Aesthetically, it's all slimline and high-gloss black, which looks great until the dust starts settling on the fingerprints. Which is as soon as everything's switched on. The head unit's LED display doubles as the touch controls for the basic disc commands, and discs slide smoothly in and out of a hidden slot.

The onscreen menus are simple, colourful and easy to navigate, albeit a bit pedestrian when compared to some. First up, the system auto-calibrates itself, which takes the hassle out of that chore, and then you're ready for some wireless 3D action.

Surround performance

Anyone who's got this sort of system at home is going to be using it 99 per cent of the time in a surround sound mode, so that's what we kicked off with. With a clutch of conventional 2D Blu-rays as well as a few 3D titles, watching movies is what this system's all about. We dived straight in, loading up the wonderful 3D version of Ocean Wonderland. Such a visual movie; the 3D image quality was mesmerising with the HT-D6750W's 1080p output superbly rendered on the Series 7 screen. The TV's only as good as the source, and we've got no complaints about the 3D image that this player delivers — the level of detail is almost off the scale combined with pin-sharp resolution. We didn't detect any ghosting, and, overall, motion was handled super smoothly. The coral reefs displayed the fine mix of colours and natural hues that make up the Samsung TV's palette, and the same applies when it's up-scaling DVD or Blu-ray from 2D to 3D.

It's hard to draw your attention from such a breathtaking picture; however, the system in 3D sound mode has a pretty good stab. The speakers easily filled our large listening room, and the "vertical surround" genuinely works — movie soundtracks were delivered with plenty of power and precision, with a keen sense of space and depth.
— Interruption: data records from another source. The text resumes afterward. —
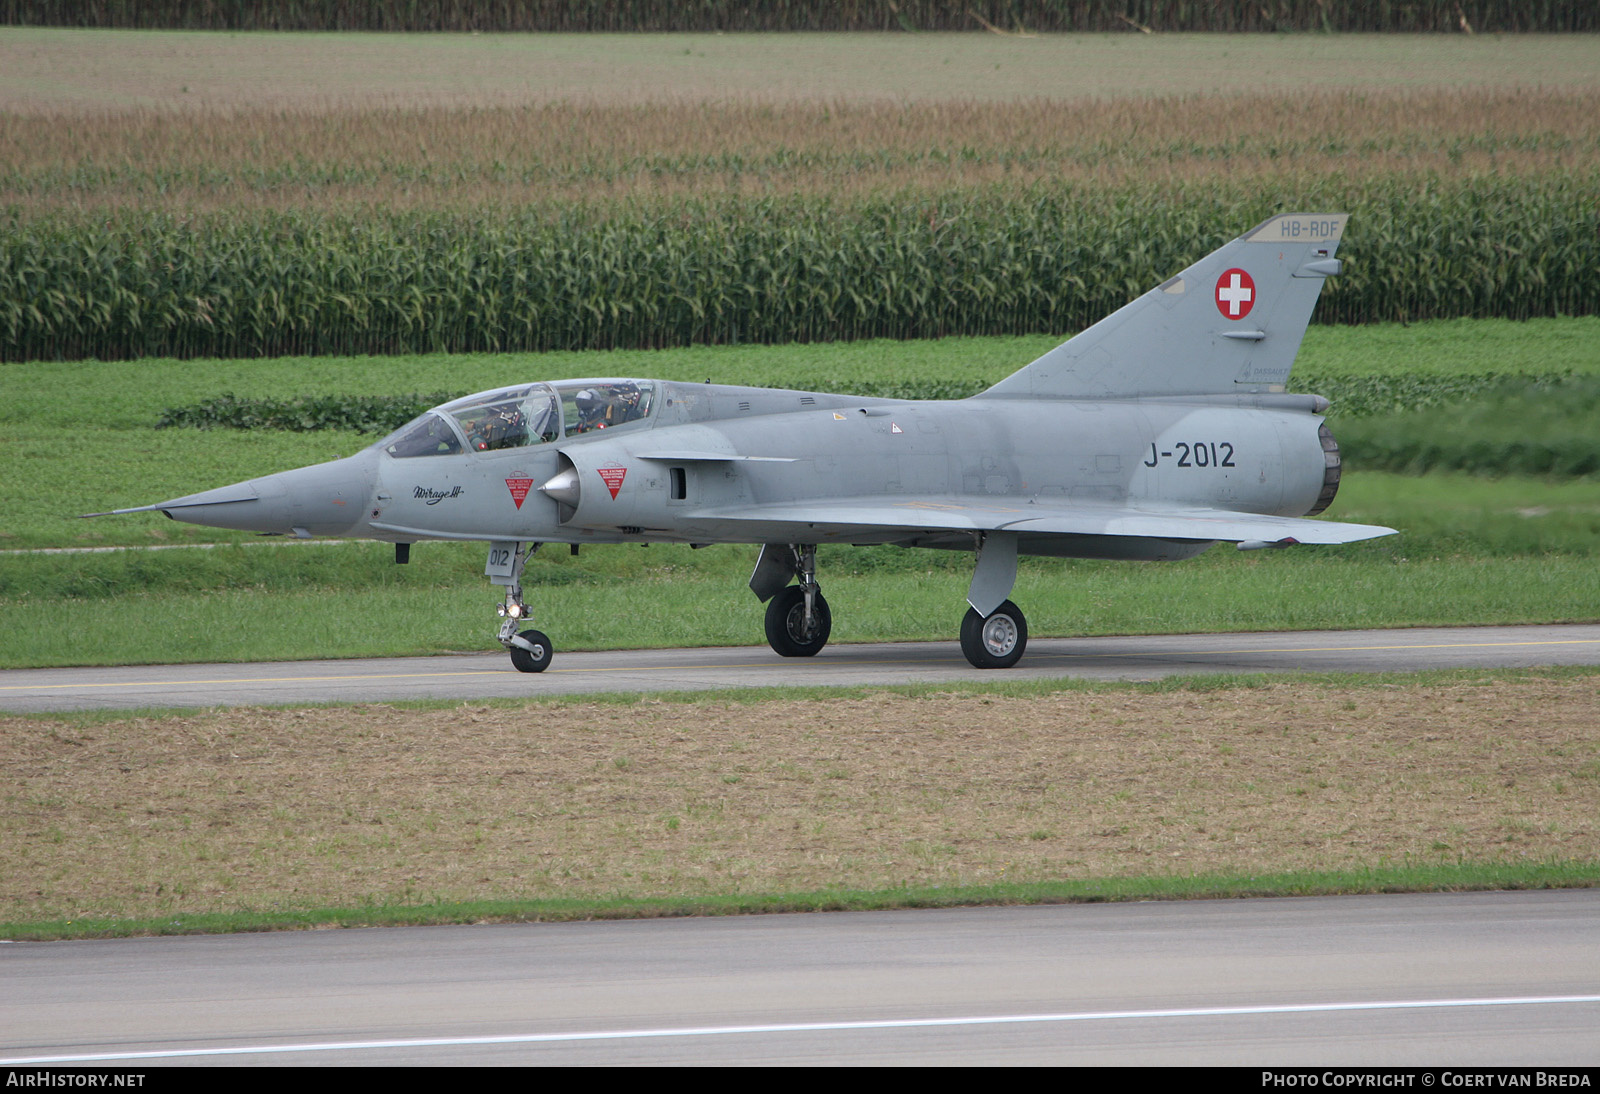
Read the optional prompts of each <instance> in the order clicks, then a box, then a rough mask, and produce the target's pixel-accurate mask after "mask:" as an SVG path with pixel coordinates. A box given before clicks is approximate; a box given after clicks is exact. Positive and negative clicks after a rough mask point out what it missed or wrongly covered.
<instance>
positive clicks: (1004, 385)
mask: <svg viewBox="0 0 1600 1094" xmlns="http://www.w3.org/2000/svg"><path fill="white" fill-rule="evenodd" d="M1347 219H1349V214H1346V213H1325V214H1315V213H1288V214H1283V216H1274V218H1272V219H1269V221H1264V222H1262V224H1258V226H1256V227H1254V229H1251V230H1250V232H1246V234H1245V235H1242V237H1238V238H1237V240H1234V242H1232V243H1227V245H1226V246H1222V248H1219V250H1216V251H1213V253H1211V254H1208V256H1205V258H1203V259H1200V261H1198V262H1195V264H1194V266H1190V267H1189V269H1186V270H1184V272H1182V273H1179V275H1178V277H1173V278H1170V280H1166V281H1163V283H1162V285H1158V286H1157V288H1154V289H1150V291H1149V293H1146V294H1144V296H1141V297H1139V299H1136V301H1133V302H1131V304H1128V305H1125V307H1122V309H1118V310H1117V312H1114V313H1110V315H1107V317H1106V318H1102V320H1101V321H1099V323H1096V325H1094V326H1091V328H1088V329H1086V331H1083V333H1080V334H1077V336H1075V337H1072V339H1069V341H1066V342H1062V344H1061V345H1058V347H1056V349H1053V350H1050V352H1048V353H1045V355H1043V357H1040V358H1038V360H1035V361H1034V363H1030V365H1027V366H1026V368H1022V369H1021V371H1018V373H1014V374H1011V376H1008V377H1006V379H1003V381H1000V382H998V384H995V385H994V387H990V389H989V390H987V392H984V393H982V395H979V398H982V397H1002V398H1019V397H1032V395H1042V397H1064V398H1110V397H1123V395H1216V393H1232V392H1240V393H1246V392H1270V390H1283V384H1285V382H1286V381H1288V377H1290V368H1291V366H1293V365H1294V355H1296V353H1298V352H1299V344H1301V337H1302V336H1304V334H1306V325H1307V323H1309V321H1310V310H1312V307H1314V305H1315V304H1317V294H1318V293H1322V283H1323V278H1326V277H1331V275H1334V273H1338V272H1339V262H1338V259H1334V258H1333V256H1334V251H1338V248H1339V238H1341V237H1342V235H1344V222H1346V221H1347Z"/></svg>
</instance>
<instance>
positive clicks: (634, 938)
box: [0, 889, 1600, 1084]
mask: <svg viewBox="0 0 1600 1094" xmlns="http://www.w3.org/2000/svg"><path fill="white" fill-rule="evenodd" d="M0 984H3V992H0V1067H29V1065H51V1064H54V1065H96V1067H117V1068H128V1070H133V1072H142V1070H146V1068H147V1067H152V1065H170V1064H190V1065H194V1064H200V1065H219V1064H248V1065H256V1064H272V1065H330V1064H349V1065H357V1064H424V1065H462V1064H534V1065H562V1064H822V1065H830V1064H923V1065H926V1064H946V1065H955V1064H1234V1065H1270V1064H1277V1065H1296V1064H1298V1065H1317V1067H1336V1068H1338V1067H1362V1065H1384V1067H1400V1065H1450V1067H1454V1068H1464V1067H1483V1065H1496V1064H1499V1065H1509V1064H1522V1065H1542V1067H1552V1068H1568V1070H1571V1068H1574V1067H1584V1065H1587V1067H1594V1065H1597V1064H1600V1036H1597V1035H1595V1030H1600V891H1597V889H1586V891H1566V892H1480V894H1427V896H1371V897H1315V899H1278V900H1194V902H1170V904H1099V905H1056V907H1016V908H949V910H930V912H869V913H834V915H771V916H742V918H706V920H642V921H626V923H550V924H504V926H464V928H406V929H363V931H312V932H298V934H237V936H208V937H206V936H202V937H171V939H120V940H98V942H35V944H11V945H0ZM1446 1084H1448V1083H1446Z"/></svg>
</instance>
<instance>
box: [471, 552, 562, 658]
mask: <svg viewBox="0 0 1600 1094" xmlns="http://www.w3.org/2000/svg"><path fill="white" fill-rule="evenodd" d="M538 550H539V544H528V545H526V550H523V545H522V544H512V542H494V544H490V561H488V565H486V566H485V573H486V574H488V579H490V581H491V582H494V584H496V585H504V587H506V600H502V601H501V603H499V606H498V608H496V609H494V611H496V614H498V616H499V617H501V630H499V640H501V645H502V646H506V649H507V651H510V664H512V665H514V667H515V669H517V672H544V670H546V669H549V667H550V659H552V657H554V656H555V648H554V646H550V638H549V635H546V633H544V632H542V630H523V632H518V630H517V627H520V625H522V624H525V622H530V619H531V613H530V611H528V605H525V603H523V601H522V568H523V566H525V565H528V560H530V558H533V555H534V552H538Z"/></svg>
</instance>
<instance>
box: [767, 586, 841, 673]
mask: <svg viewBox="0 0 1600 1094" xmlns="http://www.w3.org/2000/svg"><path fill="white" fill-rule="evenodd" d="M813 614H814V617H816V627H814V629H813V630H811V633H805V627H803V624H805V590H803V589H800V585H787V587H786V589H784V590H782V592H781V593H778V595H776V597H773V598H771V600H770V601H768V603H766V645H768V646H771V648H773V649H774V651H776V653H778V654H781V656H784V657H813V656H816V653H818V651H821V649H822V646H826V645H827V637H829V635H830V633H832V632H834V616H832V613H829V609H827V601H826V600H822V593H821V590H819V592H818V593H816V598H814V601H813Z"/></svg>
Avatar's loud, surround-infused sequences are dished up with the sort of dynamics required to impress, and the 3D sound keeps you in the centre of the action.

As with most all-in-one systems such as this, the Samsung has its limits. The subwoofer is the main culprit, sonically bailing out when you give the volume a healthy nudge. It's a boomy- and chuffy-sounding unit as well, lacking the genuine depth, control and speed of a decent active subwoofer.

Stereo performance

Appreciating the finer musical nuances of a JS Bach clarinet concerto is not what this system's about. Sure, it'll play stereo music from all sorts of different digital formats, and there's even an iPod/iPhone cradle included, but serious music gets a bit short changed. The super tweeters tend to sound too harsh and bright, while the subwoofer's boom makes music sound sluggish and laboured. For background tunes, or for streaming some compressed MP3s, WAV or WMA files, it sounds OK, and, with a few tweaky audio features and DSPs, it can sound quite good — as long as you don't expect audiophile performance.


By far, this system's biggest appeal is its vast array of networking and streaming features. Gone are the days when home theatre systems simply delivered 5.1 channels of sound; this Samsung system does much, much more than that. Picture quality is superb, the 3D sound works, but a weak subwoofer and fizzy treble let it down, sonically speaking.